Александра Володина не отпускал этот сюжет, этот герой — у него и пьеса есть с таким названием, и сценарий телефильма (написанный по рассказу "Не хочу быть несчастливым"). Скромнейший инженер по технике безопасности Мокин — как мало кто из володинских героев — сам Александр Моисеевич и есть (хотя, конечно, он наделял своими чертами многих персонажей, а Бузыкину в "Осеннем марафоне" даже отдал трагический сюжет из собственной биографии). Мокин одержим высокой болезнью авторствования — он пишет стихи. Это, разумеется, стихи самого Володина. Володин не то что не мог выразиться в духе "я в своем творчестве" — он был прямо–таки воплощенная противоположность бойкой уверенности в собственном значении. Он стеснялся. Комплексовал — отсюда и название "Графоман", которое служит, конечно, и автопрезентацией. (Кстати, кроме пьесы и сценария в спектакле использован известный рассказ "Всё наши комплексы".)
И вот зачем это понадобилось режиссеру Александру Баргману нынче. Он сделал спектакль, лирический в той же степени, в какой "Графоман" — лирическое высказывание самого Володина. Дежурная просьба отключить перед началом мобильники содержит уточнение: действие происходит в 1978 году, когда их и в помине не было.
Художник Анвар Гумаров выстроил в качестве задника стенку — изделие панельного домостроения, в нее вмонтированы троллейбусные двери, а главный элемент сценографии — катающиеся на роликах длинные зеленые уличные скамейки. Есть пианино и труба — их живой звук сопровождает действие. Труба — очень подходящий Володину инструмент, на ней играл герой Ролана Быкова в "Звонят, откройте дверь", она надрывала сердце в давнем прекрасном спектакле Геннадия Опоркова "С любимыми не расставайтесь" в Театре им. Ленинского комсомола. В трубе нет утонченности, она демократична, она принадлежность духового оркестра, улицы, звучание ее садово–парковое и пионерское. И в то же время она возвышенно–торжественна, приподнято–празднична. Это двуединство — главное свойство володинского человека. Который часто смешон, жалок, нетрезв, неправдив, суетен, мучает себя и окружающих — однако в нем заключена душа. Не раз пораненная о ржавые углы жизни, но все равно чудесная.
Сергей Бызгу замечательно играет такого человека. Он прямо–таки создан для этого Мокина — у него самая обыкновенная, нисколечко не героическая внешность, но притом Бызгу — необыкновенный артист. И он необыкновенно передает, как может творческое одушевление преображать заурядную материальную оболочку: "О сердце, полное тревоги, О, как ты бьешься на пороге Как бы двойного бытия!.." (Тютчев).
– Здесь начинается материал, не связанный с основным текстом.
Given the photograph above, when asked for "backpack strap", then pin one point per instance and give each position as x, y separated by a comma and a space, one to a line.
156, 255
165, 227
Стихи рождаются, подступают к горлу, становятся естественной речью — он начинает ими органично разговаривать…
А история тем временем движется: Мокин трудится на своей унылой работе, попивает, лечится от пьянства, наконец удается напечатать одно стихотворение в журнале "Молодой колхозник" — и ему приходит письмо от читательницы из Таганрога. Завязывается почтовый роман. Пока не всплывает, что за поклонницу писала собственная мокинская жена Галина, чувство к которой у него подувяло, придавленное повседневной бытовой рутиной. (Анна Вартанян мастерски проводит свою героиню от гротескной нарочитой изломанности к тихой нежной человеческой интонации.) В спектакле немало точного и смешного, есть славные актерские работы, но все же главное в нем — то, что Александру Баргману потребовалось прокричать именно сегодня: поэзия выше обыденности, дух главнее материи. Какая смелость — быть идеалистом в наше время.